Want to treat diseases with more precision? Use big data
Americans spent $3.2 trillion dollars on healthcare in 2015, the most recent year for which the Centers for Medicare and Medicaid Services have complete data. That's almost $10,000 per man, woman, and child in the country — and the numbers are growing. Healthcare spending increased 5.8% year-over-year in 2015. By 2020, leading healthcare IT company Leidos estimates that healthcare spending will comprise 20% of U.S. GDP.
With America's aging population, and more seniors entering the Medicare system daily, costs are almost certain to continue to rise in the near term. What's essential now, for healthcare providers, for insurers and government — and most importantly for patients — is to begin bending the cost curve.
Using big data to process the treasure trove of digitized health information (electronic health records, or EHR) into relevant, actionable knowledge can lead to "precision medicine," a way to treat patients more efficiently and at lower cost. Precision medicine is one way to help flatten the cost of healthcare, and Leidos is actively involved in this area.

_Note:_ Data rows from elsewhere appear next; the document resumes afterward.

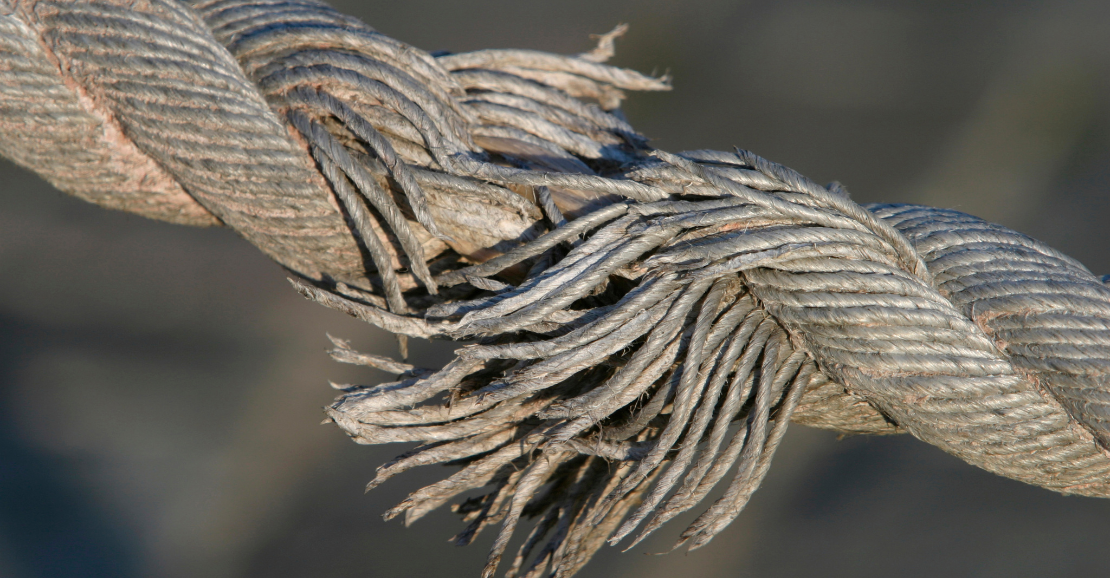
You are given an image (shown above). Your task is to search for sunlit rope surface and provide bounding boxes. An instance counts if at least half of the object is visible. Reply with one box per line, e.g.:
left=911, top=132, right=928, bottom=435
left=0, top=0, right=1110, bottom=576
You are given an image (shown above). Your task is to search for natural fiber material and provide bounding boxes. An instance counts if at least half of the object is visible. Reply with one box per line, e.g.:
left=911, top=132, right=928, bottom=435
left=0, top=0, right=1110, bottom=576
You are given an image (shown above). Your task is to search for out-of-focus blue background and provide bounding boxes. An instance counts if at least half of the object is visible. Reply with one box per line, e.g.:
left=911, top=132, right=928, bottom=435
left=0, top=0, right=1110, bottom=578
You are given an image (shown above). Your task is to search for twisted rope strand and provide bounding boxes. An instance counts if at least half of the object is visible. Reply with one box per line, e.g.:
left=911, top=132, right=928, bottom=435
left=0, top=0, right=1110, bottom=576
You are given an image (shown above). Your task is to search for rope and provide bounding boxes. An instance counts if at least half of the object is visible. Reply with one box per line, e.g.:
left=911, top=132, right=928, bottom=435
left=0, top=0, right=1110, bottom=576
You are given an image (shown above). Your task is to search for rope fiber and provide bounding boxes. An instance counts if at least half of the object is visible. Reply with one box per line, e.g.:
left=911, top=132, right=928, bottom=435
left=0, top=0, right=1110, bottom=577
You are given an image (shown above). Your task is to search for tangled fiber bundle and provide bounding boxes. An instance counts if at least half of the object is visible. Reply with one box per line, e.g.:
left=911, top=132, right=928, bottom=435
left=0, top=0, right=1110, bottom=576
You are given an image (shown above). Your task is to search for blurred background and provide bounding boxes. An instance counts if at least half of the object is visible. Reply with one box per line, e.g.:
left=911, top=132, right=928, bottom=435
left=0, top=0, right=1110, bottom=578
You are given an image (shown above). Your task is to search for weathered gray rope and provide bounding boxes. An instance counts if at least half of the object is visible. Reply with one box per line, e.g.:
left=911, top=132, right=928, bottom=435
left=0, top=0, right=1110, bottom=576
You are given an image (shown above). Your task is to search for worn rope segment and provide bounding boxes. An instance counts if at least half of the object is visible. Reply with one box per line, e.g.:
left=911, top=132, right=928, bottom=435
left=0, top=0, right=1110, bottom=576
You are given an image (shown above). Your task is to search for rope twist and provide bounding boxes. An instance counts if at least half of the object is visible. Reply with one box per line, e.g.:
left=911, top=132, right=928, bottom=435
left=0, top=0, right=1110, bottom=576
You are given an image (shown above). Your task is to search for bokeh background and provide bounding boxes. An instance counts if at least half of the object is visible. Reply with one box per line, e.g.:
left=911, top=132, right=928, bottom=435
left=0, top=0, right=1110, bottom=578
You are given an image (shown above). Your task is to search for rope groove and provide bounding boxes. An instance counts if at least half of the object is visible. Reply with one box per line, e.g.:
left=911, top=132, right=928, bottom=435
left=0, top=0, right=1110, bottom=576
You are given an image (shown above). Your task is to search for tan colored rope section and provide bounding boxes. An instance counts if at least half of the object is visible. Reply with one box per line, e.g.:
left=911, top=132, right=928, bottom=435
left=0, top=0, right=1110, bottom=576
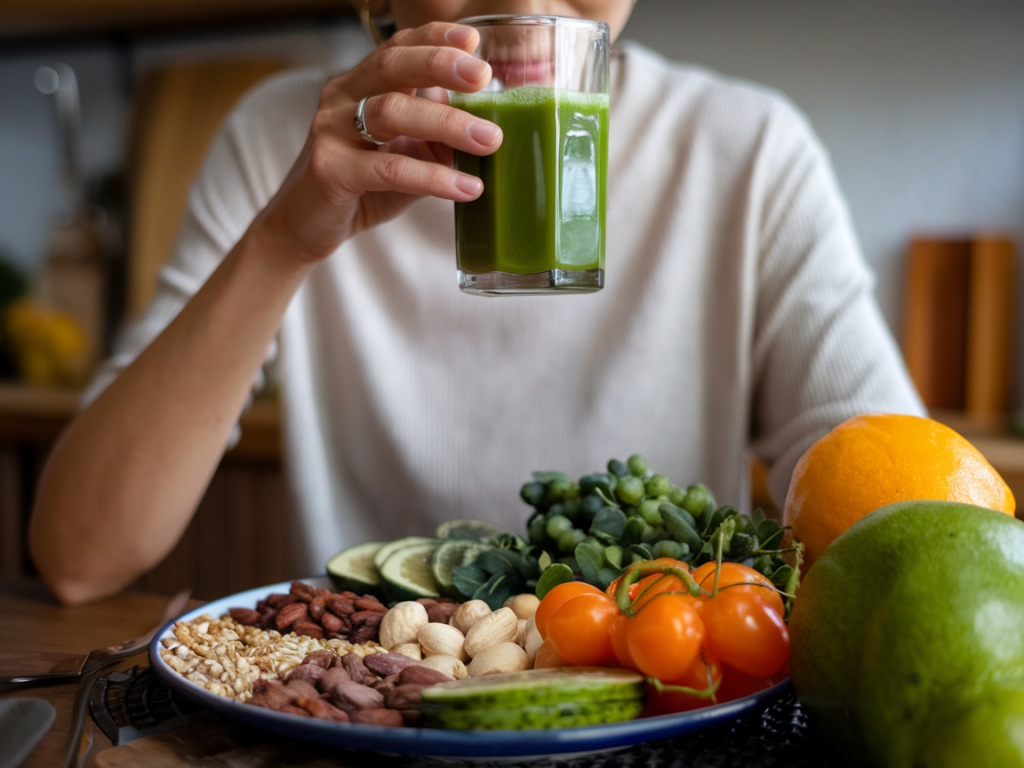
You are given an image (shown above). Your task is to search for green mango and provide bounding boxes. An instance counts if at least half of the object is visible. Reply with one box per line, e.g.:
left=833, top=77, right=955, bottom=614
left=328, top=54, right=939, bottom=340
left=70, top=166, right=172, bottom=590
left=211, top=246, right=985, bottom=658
left=790, top=501, right=1024, bottom=768
left=423, top=667, right=647, bottom=712
left=423, top=698, right=643, bottom=731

Tackling an HIV outbreak in Indiana
In late 2014, an HIV infection epidemic spread across tiny Scott County, Indiana, baffling healthcare providers who had previously seen little sign of the disease in the county. The U.S. Centers for Disease Control (CDC) quickly went to work and applied Collaborative Advanced Analytics & Data Sharing (CAADS), a Hadoop-based big data software developed by Leidos.
Officials used CAADS to analyze disparate data points collected from the county health system, the CDC's own internal data, and publicly available information. The software utilizes a single, secure interface (without personally identifiable information) and requires no coding skill to use. With CAADS, the CDC was able to rearrange multiple data points from multiple sources so that they made sense, and identify HIV outbreak clusters, geographic factors, epidemiological patterns, and drug resistance.
Their conclusion: Opioid drug users within the county were sharing needles. Previously, this practice had resulted in widespread cases of hepatitis C infection within the group. Once HIV was introduced into the population, it quickly spread.
Leidos principal scientist Ryan Weil estimates that use of CAADS cut the amount of time needed to figure out what was going on "by a factor of six." Then, utilizing the machine learning function incorporated into CAADS, the CDC was able to generate recommendations on how to interrupt the spread of HIV. CAADS permitted Leidos to track "social networks with the data," to "fuse" these findings with other data, and come up with recommendations: Declare a public health emergency, launch a public education campaign, provide substance abuse counseling and treatment, and set up syringe exchanges.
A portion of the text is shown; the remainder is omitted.